Prepare the environment
Enable logs and inject the client libraries
export TF_ENABLE_LOG=1
export LD_PRELOAD=/opt/tensor-fusion-client/linux/libteleport.so:/opt/tensor-fusion-client/linux/libcuda.so:/opt/tensor-fusion-client/linux/libnvidia-ml.so
NOTE
Assuming the client is installed under /opt/tensor-fusion-client. Adjust paths as needed.
NATIVE protocol
If the worker runs with NATIVE at host IP 192.168.1.100 and port 12345:
- Set the connection info (format: native+[host-ip]+[port]+[version]):
export TENSOR_FUSION_OPERATOR_CONNECTION_INFO=native+192.168.1.100+12345+0
TIP
Ensure the VM can reach the host IP and port.
SHMEM protocol
If the worker runs with SHMEM, creates /my_shm and sets size to 256 MB, start your VM with QEMU and attach the shared memory via IVSHMEM:
QEMU command example
qemu-system-x86_64 \
-m 8192 \
-hda centos8.4.qcow2 \
-vnc :1 \
-enable-kvm \
-cpu host \
-object memory-backend-file,id=shm0,mem-path=/dev/shm/my_shm,size=256M,share=on \
-device ivshmem-plain,memdev=shm0 \
-smp 4
- Locate the IVSHMEM device inside the VM:
lspci -vv | grep -i Inter-VM
Possible output:
00:04.0 RAM memory: Red Hat, Inc. Inter-VM shared memory (rev 01)

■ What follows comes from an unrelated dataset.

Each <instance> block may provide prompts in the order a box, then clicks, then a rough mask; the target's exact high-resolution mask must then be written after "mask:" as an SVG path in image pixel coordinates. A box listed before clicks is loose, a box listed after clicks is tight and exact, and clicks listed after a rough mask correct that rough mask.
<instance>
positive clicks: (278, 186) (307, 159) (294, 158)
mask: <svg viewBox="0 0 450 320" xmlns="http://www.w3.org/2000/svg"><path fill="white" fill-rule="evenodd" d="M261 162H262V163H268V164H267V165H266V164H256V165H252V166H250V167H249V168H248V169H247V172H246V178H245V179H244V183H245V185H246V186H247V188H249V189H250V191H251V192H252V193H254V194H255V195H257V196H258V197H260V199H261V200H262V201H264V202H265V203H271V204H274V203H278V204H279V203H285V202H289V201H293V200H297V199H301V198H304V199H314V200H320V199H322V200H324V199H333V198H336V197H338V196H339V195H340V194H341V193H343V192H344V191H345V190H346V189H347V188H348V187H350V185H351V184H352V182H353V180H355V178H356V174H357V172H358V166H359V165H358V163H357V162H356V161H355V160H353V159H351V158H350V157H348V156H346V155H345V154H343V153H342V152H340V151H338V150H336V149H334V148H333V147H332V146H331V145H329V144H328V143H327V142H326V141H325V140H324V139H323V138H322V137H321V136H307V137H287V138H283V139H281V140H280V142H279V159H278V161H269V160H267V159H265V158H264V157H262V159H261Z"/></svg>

Hence the device BDF is 00:04.0.
- Set the connection info. (format: shmem+[resource]+[size]+[version]) Use the device resource file (e.g., resource2), match the size (MB), and version 0:
export TENSOR_FUSION_OPERATOR_CONNECTION_INFO=shmem+/sys/devices/pci0000:00/0000:00:04.0/resource2+256+0
TIP
- The shared-memory size must match the worker’s setting.
- Root privileges are typically required to mmap the IVSHMEM BAR resource.

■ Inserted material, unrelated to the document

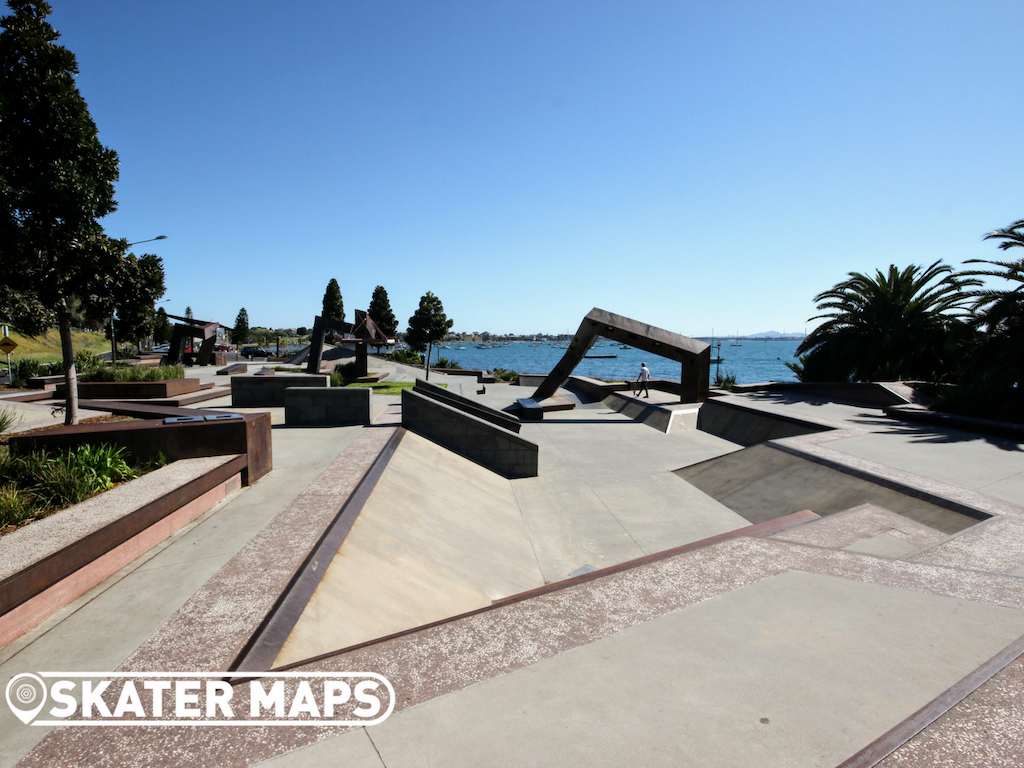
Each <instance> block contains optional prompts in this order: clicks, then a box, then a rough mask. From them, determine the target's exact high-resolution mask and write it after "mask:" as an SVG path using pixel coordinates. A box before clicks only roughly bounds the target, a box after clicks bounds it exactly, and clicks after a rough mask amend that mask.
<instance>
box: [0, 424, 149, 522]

PyTorch validation example
Once the environment variables are set, run the following (PyTorch + Qwen3‑0.6B) in the VM:
pip install modelscope packaging transformers accelerate
cat << 'EOF' >> test-qwen.py
from modelscope import AutoModelForCausalLM, AutoTokenizer
model_name = "Qwen/Qwen3-0.6B"
tokenizer = AutoTokenizer.from_pretrained(model_name)
model = AutoModelForCausalLM.from_pretrained(
model_name,
torch_dtype="auto",
device_map="cuda:0"
)
prompt = "Give me a short introduction to large language model."
messages = [
{"role": "user", "content": prompt}
]
text = tokenizer.apply_chat_template(
messages,
tokenize=False,
add_generation_prompt=True,
enable_thinking=True
)
model_inputs = tokenizer([text], return_tensors="pt").to(model.device)
generated_ids = model.generate(
**model_inputs,
max_new_tokens=32768
)
output_ids = generated_ids[0][len(model_inputs.input_ids[0]):].tolist()
try:
# rindex finding 151668 (</think>)
index = len(output_ids) - output_ids[::-1].index(151668)
except ValueError:
index = 0
thinking_content = tokenizer.decode(output_ids[:index], skip_special_tokens=True).strip("\n")
content = tokenizer.decode(output_ids[index:], skip_special_tokens=True).strip("\n")
print("thinking content:", thinking_content)
print("content:", content)
EOF
python3 test-qwen.py
Validation criteria:
- The VM prints normal model outputs.
- On the host, nvidia-smi shows the corresponding inference process and GPU memory usage.